養育費保障サービスについて

養育費保障サービスとは
養育費保証サービスとは、離婚後に取り決めた養育費の支払いが、支払う側の病気や解雇、突然の収入減少など様々な事情によって滞った場合に、民間の保証会社が一時的に立て替えて支払ってくれる仕組みです。養育費の不払いは社会問題化しており、母子世帯の約7割が「養育費を受け取れていない」という国の調査もあります。そのため、昨今は自治体が支援を促進する動きも出てきており、利用料の補助制度を設けている地域もあります。
このサービスは安心感を得られる有効な方法ではありますが、利用にあたってはメリットとデメリットの双方を理解しておくことが必要です。
メリットとデメリット
[メリット]
① 未払いのリスクを減らせる:万が一支払いが止まっても保証会社が立て替えてくれるので、受け取る側は生活設計を安定させやすく、支払う側にとっても備えがある安心感につながります。
② 元パートナーと直接やり取り不要:養育費を受け取る際に保証会社が間に入るため、元配偶者と直接連絡を取らずに済み、心理的負担を軽減できます。
③ 継続的な子どもの生活を守れる:養育費が途絶えることなく支払われるため、子どもの教育費や生活費が安定し、将来設計を立てやすくなります。
[デメリット]
① 保証料が必要:養育費の数%を保証料として支払う必要があり、長期的には負担が大きくなる可能性があります。
② 保証範囲や期間に制限:全ての状況に対応できるわけではなく、契約によって期間や範囲が限定されます。特に未払いが長期に及んだ場合にどこまで保証されるかは契約内容に左右されます。
③ 会社の安定性リスク:新しい事業であるため、参入した企業が撤退・倒産するケースも報告されています。その場合、保証が受けられなくなるだけでなく、既に支払った保証料が戻らないリスクもあります。
利用条件
保証会社によって条件は異なりますが、一般的には以下のような要件があります。
- 養育費についての取り決めがあること(離婚協議書・公正証書・調停調書など)
- 保証会社を利用する合意があること
- 保証会社の審査に通ること(収入や支払い状況の確認が行われます)
特に注意が必要なのは、既に未払いが発生している場合には審査が通りにくい点です。養育費保障サービスは「未払いが発生する前」に契約して備える性質が強いといえるでしょう。
利用した方がよいのか?
養育費保障サービスは未払い対策として有効ですが、以下の点に注意が必要です。
・契約内容によっては弁護士法違反に問われる可能性があると指摘されていること。
・新しい事業形態であり、すでに撤退した企業もあること。
・契約後に事業が撤退・倒産した場合、保証が受けられないリスクがあること。
一方で、確かな公正証書を作成しておけば、養育費の不払いが発生しても裁判を経ずに給与や財産の差押えが可能です。
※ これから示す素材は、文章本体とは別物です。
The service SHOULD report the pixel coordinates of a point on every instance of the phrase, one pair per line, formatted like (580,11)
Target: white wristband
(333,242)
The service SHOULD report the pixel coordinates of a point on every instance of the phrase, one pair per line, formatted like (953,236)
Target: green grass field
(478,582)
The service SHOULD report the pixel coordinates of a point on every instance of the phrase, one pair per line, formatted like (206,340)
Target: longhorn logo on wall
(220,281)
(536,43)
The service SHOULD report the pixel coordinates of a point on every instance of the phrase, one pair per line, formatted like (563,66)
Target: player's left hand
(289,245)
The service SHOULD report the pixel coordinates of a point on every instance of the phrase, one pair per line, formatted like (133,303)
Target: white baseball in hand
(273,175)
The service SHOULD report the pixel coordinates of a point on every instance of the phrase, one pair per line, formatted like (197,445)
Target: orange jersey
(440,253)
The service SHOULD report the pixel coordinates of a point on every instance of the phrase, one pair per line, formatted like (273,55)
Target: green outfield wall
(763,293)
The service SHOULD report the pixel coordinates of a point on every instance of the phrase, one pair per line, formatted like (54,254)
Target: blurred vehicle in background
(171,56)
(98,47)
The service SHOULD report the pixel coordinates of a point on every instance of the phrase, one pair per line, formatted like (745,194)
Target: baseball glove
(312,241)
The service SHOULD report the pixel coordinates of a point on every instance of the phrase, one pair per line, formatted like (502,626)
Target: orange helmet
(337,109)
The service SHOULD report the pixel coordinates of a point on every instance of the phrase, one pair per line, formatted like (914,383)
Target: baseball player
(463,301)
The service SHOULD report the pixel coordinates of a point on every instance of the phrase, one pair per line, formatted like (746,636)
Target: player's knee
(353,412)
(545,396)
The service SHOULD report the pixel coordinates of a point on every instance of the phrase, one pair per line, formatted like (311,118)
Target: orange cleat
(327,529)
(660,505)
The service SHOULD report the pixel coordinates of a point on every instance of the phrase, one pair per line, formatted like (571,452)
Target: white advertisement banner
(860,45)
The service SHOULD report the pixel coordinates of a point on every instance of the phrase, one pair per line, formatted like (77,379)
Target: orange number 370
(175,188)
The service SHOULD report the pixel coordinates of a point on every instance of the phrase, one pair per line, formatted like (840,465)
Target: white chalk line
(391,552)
したがって、基本は公正証書を整えておくことを優先し、差押えが難しい状況(勤務先を辞める、収入がなくなる、居場所が不明になるなど)を想定する場合に限り、保証サービスの利用を検討するのが現実的です。
まとめ
養育費保証サービスは、養育費の未払い問題を軽減するために有効な手段ですが、サービスの性質やリスクを理解しておくことが不可欠です。もっとも大切なのは「離婚時に公正証書を作成すること」であり、公正証書があれば万一のときも法的手段で対処できます。
そのうえで、差押えが困難になる可能性が高い場合にのみ、保証サービスの利用を検討するのが望ましいといえるでしょう。
また、今後は「共同親権」制度の導入により、養育費のあり方も変化していくことが予想されます。養育費は子どもの将来を守る大切なお金です。親同士でしっかり話し合い、子どもに不利益を与えないよう準備を整えることが重要です。
〈補足〉
茨城県内では、つくば市・鉾田市で公正証書の作成費用や保証会社との契約料に対して補助金を支給する制度があります。要件や必要書類は自治体によって異なるため、つくば市で申請する場合は「こども部・こども政策課」、鉾田市で申請する場合は「子ども家庭課」に直接お問い合わせください。今後は他の自治体でも同様の支援制度が広がる可能性があります。